A few days ago I held a baby. That might not seem like such a remarkable thing, but I can’t remember the last time I’ve had a chance to do it. I suspect it’s been a couple of years. Babies don’t frequent monasteries much.
Holding a baby is wonderful. That is, it’s an experience full of wonder. I marveled at his tiny fingernails, perfectly shaped on the end of delicate little fingers. And his full brown eyes, captivated by the lights in the ceiling of the chapel. The incredible softness of his head against my cheek, and the sweet smell of his hair. At first he was squirming, but then he settled in, dropped his head on my shoulder and relaxed. I could feel his breathing. I thought, what a miracle! To be alive! To be breathing, and seeing, and hearing, and touching. Wonderful!
The world is full of wonder. Each day packed with one marvelous mystery after another. But often we miss them. We’re racing around with lots of very important things to do and we’re preoccupied with anxiety and care about what’s happened or what might happen. We ourselves are mysteries so complex and intricate – works of wonder, through and through. But often we miss seeing that.
I thought about this when I read the gospel lesson for today, where Jesus restores a man’s withered hand. What a wonderful thing! A miracle, really. Beyond explanation. A moment when life was given and received. And yet, it seems that many of those present missed it completely. Often we read that people were amazed when Jesus did miraculous things, that they were filled with awe and wonder. But here they are skeptical, critical, suspicious, looking for some way to trip him up. ”Ah, see, he ignores the customs of the Sabbath! There’s good cause to turn him in! We’ve got him now!”

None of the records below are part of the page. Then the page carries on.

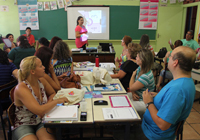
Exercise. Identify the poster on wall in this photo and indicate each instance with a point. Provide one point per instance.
(148, 14)
(28, 14)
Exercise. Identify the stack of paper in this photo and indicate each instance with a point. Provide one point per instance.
(119, 113)
(62, 113)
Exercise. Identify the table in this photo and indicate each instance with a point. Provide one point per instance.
(78, 123)
(196, 76)
(111, 92)
(90, 56)
(99, 119)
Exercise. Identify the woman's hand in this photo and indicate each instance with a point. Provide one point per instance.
(51, 69)
(153, 94)
(62, 100)
(135, 97)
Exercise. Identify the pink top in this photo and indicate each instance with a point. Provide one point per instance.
(81, 30)
(25, 116)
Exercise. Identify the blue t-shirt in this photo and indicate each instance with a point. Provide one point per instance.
(6, 73)
(174, 103)
(147, 79)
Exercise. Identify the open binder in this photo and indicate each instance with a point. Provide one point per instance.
(62, 113)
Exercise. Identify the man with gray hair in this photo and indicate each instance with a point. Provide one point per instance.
(174, 102)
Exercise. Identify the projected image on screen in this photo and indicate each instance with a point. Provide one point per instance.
(96, 21)
(93, 20)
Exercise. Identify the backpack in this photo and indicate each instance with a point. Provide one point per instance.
(162, 52)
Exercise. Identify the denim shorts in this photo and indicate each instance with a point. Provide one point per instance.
(25, 130)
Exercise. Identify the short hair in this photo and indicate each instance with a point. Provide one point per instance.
(133, 49)
(127, 40)
(44, 54)
(8, 35)
(27, 64)
(44, 41)
(144, 41)
(61, 51)
(78, 19)
(28, 28)
(147, 59)
(23, 42)
(178, 43)
(192, 32)
(4, 57)
(185, 60)
(53, 41)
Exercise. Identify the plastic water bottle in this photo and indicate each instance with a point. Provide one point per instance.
(98, 76)
(97, 61)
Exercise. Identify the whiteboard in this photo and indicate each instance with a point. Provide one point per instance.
(96, 21)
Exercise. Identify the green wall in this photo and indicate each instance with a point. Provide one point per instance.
(9, 22)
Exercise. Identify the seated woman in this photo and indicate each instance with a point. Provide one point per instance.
(125, 41)
(11, 38)
(168, 74)
(141, 79)
(30, 99)
(53, 42)
(43, 42)
(127, 68)
(45, 54)
(23, 50)
(62, 60)
(7, 69)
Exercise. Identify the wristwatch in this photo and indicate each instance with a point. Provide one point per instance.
(147, 105)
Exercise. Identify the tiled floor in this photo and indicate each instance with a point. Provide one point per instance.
(191, 130)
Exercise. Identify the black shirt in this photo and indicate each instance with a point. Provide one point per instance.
(128, 67)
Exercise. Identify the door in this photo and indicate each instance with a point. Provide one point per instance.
(169, 26)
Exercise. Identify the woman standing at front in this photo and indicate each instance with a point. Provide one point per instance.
(80, 30)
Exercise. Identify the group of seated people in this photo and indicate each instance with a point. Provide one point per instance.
(37, 69)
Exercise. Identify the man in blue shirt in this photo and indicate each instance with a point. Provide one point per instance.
(174, 102)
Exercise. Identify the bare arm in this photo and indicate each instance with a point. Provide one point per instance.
(78, 35)
(15, 73)
(119, 75)
(162, 124)
(24, 96)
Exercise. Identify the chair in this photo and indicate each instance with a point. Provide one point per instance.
(179, 130)
(11, 116)
(5, 100)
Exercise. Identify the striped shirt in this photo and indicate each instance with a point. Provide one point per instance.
(147, 80)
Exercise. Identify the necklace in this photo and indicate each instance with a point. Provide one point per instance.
(34, 92)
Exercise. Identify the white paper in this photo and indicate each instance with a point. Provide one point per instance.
(62, 113)
(4, 8)
(46, 6)
(119, 101)
(40, 6)
(119, 113)
(53, 5)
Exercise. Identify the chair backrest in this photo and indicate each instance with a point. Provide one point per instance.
(4, 89)
(11, 114)
(179, 130)
(12, 93)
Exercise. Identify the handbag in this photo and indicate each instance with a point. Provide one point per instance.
(69, 80)
(72, 94)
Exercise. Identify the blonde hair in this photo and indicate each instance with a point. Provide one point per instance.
(147, 60)
(26, 65)
(133, 49)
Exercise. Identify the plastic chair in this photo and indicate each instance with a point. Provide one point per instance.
(179, 130)
(5, 101)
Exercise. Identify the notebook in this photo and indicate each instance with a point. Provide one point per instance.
(62, 113)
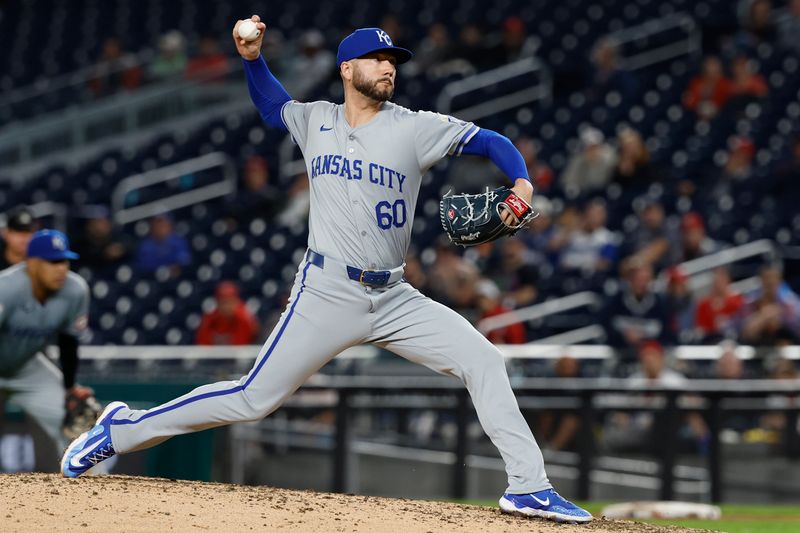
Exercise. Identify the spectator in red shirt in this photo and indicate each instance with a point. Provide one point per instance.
(230, 323)
(715, 313)
(747, 86)
(709, 91)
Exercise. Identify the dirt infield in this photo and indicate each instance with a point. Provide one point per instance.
(48, 502)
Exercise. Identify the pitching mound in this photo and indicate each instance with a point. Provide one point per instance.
(48, 502)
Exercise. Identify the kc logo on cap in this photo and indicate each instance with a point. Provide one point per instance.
(366, 40)
(50, 245)
(383, 36)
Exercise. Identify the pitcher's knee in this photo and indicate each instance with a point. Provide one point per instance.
(255, 407)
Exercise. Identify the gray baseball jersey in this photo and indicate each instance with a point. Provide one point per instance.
(365, 180)
(28, 326)
(364, 186)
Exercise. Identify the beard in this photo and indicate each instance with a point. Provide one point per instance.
(373, 89)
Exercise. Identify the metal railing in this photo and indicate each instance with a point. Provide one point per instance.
(542, 89)
(537, 311)
(694, 269)
(367, 352)
(227, 185)
(73, 80)
(47, 209)
(117, 115)
(716, 399)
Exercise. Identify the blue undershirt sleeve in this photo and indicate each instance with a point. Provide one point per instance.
(266, 91)
(500, 150)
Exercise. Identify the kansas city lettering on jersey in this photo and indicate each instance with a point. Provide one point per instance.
(356, 169)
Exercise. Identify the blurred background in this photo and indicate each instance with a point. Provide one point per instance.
(665, 142)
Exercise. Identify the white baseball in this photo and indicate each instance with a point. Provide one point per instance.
(248, 30)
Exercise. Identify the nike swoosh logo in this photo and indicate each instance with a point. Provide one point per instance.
(74, 461)
(544, 502)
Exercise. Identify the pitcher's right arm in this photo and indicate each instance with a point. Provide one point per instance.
(267, 93)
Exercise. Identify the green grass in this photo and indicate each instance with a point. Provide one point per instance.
(735, 518)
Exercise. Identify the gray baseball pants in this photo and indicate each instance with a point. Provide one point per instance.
(38, 389)
(327, 313)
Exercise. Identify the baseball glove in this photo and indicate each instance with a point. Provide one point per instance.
(82, 411)
(471, 219)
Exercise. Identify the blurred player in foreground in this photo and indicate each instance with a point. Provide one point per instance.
(43, 303)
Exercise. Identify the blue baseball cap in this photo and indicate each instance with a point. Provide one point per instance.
(365, 40)
(50, 245)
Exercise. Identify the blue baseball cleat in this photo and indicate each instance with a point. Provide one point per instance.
(545, 504)
(91, 447)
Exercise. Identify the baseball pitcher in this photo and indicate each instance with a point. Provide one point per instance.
(365, 159)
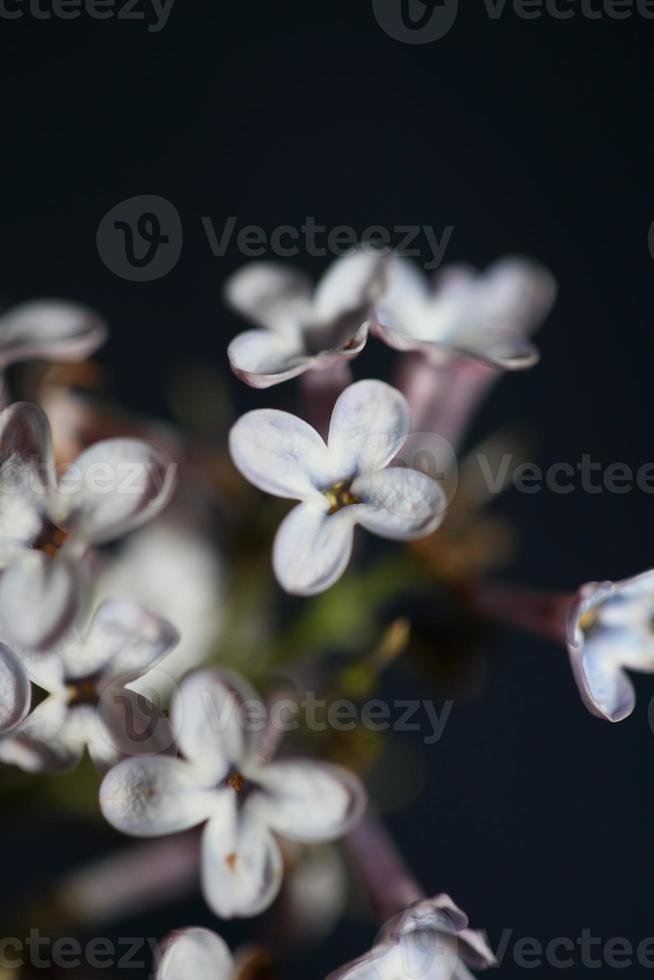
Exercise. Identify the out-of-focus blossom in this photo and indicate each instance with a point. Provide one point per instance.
(430, 940)
(609, 632)
(196, 954)
(173, 570)
(341, 483)
(47, 524)
(302, 329)
(51, 329)
(89, 704)
(15, 690)
(485, 316)
(222, 781)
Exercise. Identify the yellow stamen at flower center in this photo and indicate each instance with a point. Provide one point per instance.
(236, 781)
(588, 620)
(340, 496)
(51, 540)
(82, 692)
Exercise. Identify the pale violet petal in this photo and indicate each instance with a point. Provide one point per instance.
(280, 454)
(195, 954)
(262, 358)
(153, 796)
(370, 424)
(310, 801)
(39, 599)
(312, 548)
(399, 503)
(211, 721)
(15, 690)
(48, 740)
(241, 861)
(352, 282)
(270, 294)
(123, 640)
(114, 486)
(51, 329)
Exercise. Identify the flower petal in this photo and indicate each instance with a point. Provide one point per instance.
(209, 715)
(270, 294)
(312, 549)
(399, 503)
(39, 599)
(370, 424)
(153, 796)
(123, 640)
(280, 453)
(114, 486)
(241, 862)
(51, 329)
(262, 358)
(195, 954)
(309, 801)
(15, 690)
(48, 740)
(353, 282)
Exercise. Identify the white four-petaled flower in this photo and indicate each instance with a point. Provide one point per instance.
(486, 316)
(341, 483)
(89, 704)
(430, 940)
(46, 525)
(224, 782)
(300, 329)
(610, 628)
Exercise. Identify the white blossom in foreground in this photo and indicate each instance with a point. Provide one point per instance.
(430, 941)
(610, 630)
(15, 690)
(487, 316)
(89, 704)
(196, 954)
(46, 525)
(300, 329)
(341, 483)
(174, 570)
(224, 782)
(50, 329)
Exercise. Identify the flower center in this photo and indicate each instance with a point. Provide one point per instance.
(51, 539)
(83, 691)
(340, 496)
(588, 620)
(236, 781)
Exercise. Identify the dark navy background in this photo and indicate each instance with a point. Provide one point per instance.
(527, 136)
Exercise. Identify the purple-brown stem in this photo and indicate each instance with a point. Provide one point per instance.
(444, 396)
(391, 886)
(543, 613)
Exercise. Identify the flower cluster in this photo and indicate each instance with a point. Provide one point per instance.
(114, 651)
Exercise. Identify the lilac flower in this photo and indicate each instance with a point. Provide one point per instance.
(341, 483)
(15, 690)
(89, 704)
(49, 329)
(430, 940)
(299, 329)
(196, 954)
(223, 782)
(46, 525)
(485, 316)
(610, 630)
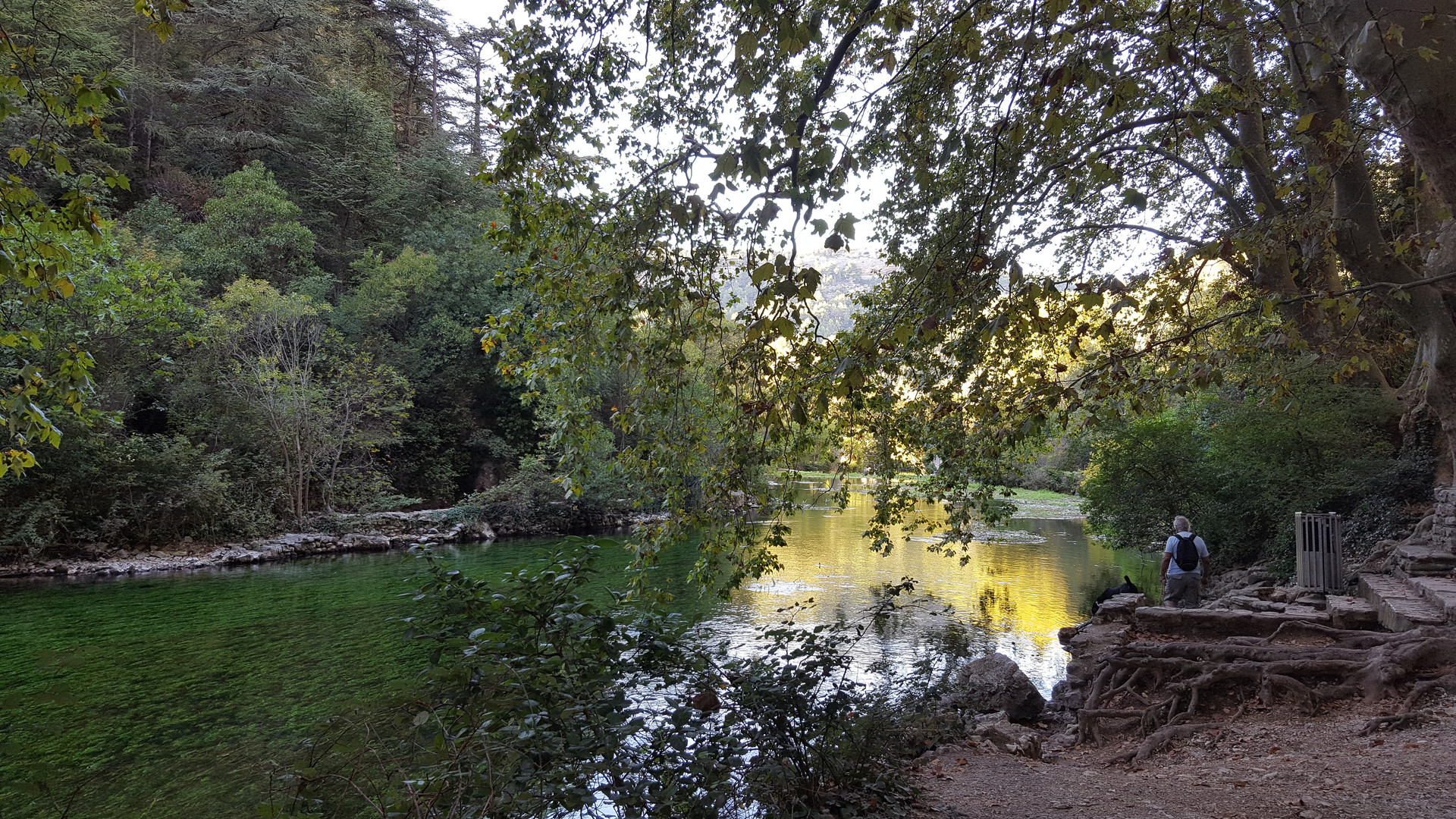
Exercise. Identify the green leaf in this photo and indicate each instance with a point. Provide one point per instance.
(746, 46)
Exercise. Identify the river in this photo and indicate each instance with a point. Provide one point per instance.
(168, 695)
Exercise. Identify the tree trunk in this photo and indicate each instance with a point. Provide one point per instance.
(1404, 55)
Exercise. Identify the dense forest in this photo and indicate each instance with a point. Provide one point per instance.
(265, 265)
(328, 207)
(283, 305)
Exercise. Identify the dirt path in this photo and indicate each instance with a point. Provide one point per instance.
(1273, 764)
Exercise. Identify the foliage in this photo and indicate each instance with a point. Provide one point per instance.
(1239, 469)
(325, 411)
(251, 231)
(1213, 184)
(38, 110)
(140, 491)
(539, 701)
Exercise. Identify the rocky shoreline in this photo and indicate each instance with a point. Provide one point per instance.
(373, 532)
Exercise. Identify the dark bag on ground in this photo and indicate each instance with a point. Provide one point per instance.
(1185, 554)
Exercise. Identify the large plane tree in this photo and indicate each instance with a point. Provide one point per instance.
(1087, 205)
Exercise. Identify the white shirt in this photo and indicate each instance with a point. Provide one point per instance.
(1172, 550)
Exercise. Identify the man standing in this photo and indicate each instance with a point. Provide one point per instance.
(1185, 566)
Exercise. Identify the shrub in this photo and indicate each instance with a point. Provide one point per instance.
(1241, 469)
(130, 490)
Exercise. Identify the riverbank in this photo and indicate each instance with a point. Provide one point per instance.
(1267, 764)
(373, 532)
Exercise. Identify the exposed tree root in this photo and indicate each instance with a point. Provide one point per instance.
(1158, 687)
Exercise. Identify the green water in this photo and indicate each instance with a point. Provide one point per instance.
(168, 695)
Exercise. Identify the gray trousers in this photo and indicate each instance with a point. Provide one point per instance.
(1183, 591)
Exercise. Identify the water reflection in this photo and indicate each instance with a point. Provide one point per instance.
(1021, 585)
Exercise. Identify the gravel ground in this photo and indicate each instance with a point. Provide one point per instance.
(1267, 764)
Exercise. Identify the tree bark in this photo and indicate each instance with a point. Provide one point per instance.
(1405, 55)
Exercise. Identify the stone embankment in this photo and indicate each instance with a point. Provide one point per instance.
(372, 532)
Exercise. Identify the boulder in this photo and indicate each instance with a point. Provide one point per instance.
(996, 684)
(1008, 738)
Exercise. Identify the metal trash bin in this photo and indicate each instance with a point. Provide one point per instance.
(1320, 556)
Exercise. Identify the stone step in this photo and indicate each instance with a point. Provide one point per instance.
(1397, 605)
(1419, 558)
(1440, 592)
(1351, 613)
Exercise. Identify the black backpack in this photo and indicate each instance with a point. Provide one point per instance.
(1185, 554)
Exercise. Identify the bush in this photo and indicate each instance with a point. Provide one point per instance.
(130, 490)
(1241, 471)
(533, 502)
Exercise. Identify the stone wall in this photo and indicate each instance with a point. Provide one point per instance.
(1443, 523)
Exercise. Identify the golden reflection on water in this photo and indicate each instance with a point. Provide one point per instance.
(1021, 585)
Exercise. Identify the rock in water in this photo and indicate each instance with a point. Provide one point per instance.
(996, 684)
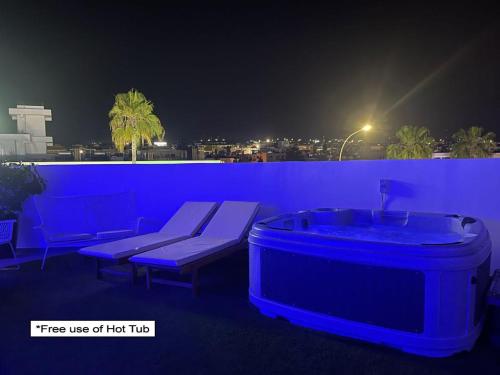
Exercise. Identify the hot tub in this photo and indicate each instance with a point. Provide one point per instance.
(413, 281)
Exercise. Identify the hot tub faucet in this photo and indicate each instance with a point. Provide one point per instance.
(384, 191)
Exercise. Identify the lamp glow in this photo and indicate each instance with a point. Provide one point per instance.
(365, 128)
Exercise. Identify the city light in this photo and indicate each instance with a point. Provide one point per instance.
(365, 128)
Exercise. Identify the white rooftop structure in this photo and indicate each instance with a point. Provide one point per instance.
(31, 138)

They were witnessing a miracle. A moment of wonder. A moment of beauty and awe. A God moment. And yet they didn’t see how full of wonder it was. They had their own agenda, their own concerns, and these blinded them to the mystery of the moment.
It’s a lesson we must learn. Today, stay awake. Be alert. Be on the lookout for moments of wonder, signs of grace, revelations of beauty, glimpses into the mystery of life, and of God. Or we may well miss the miracle that is right before our eyes.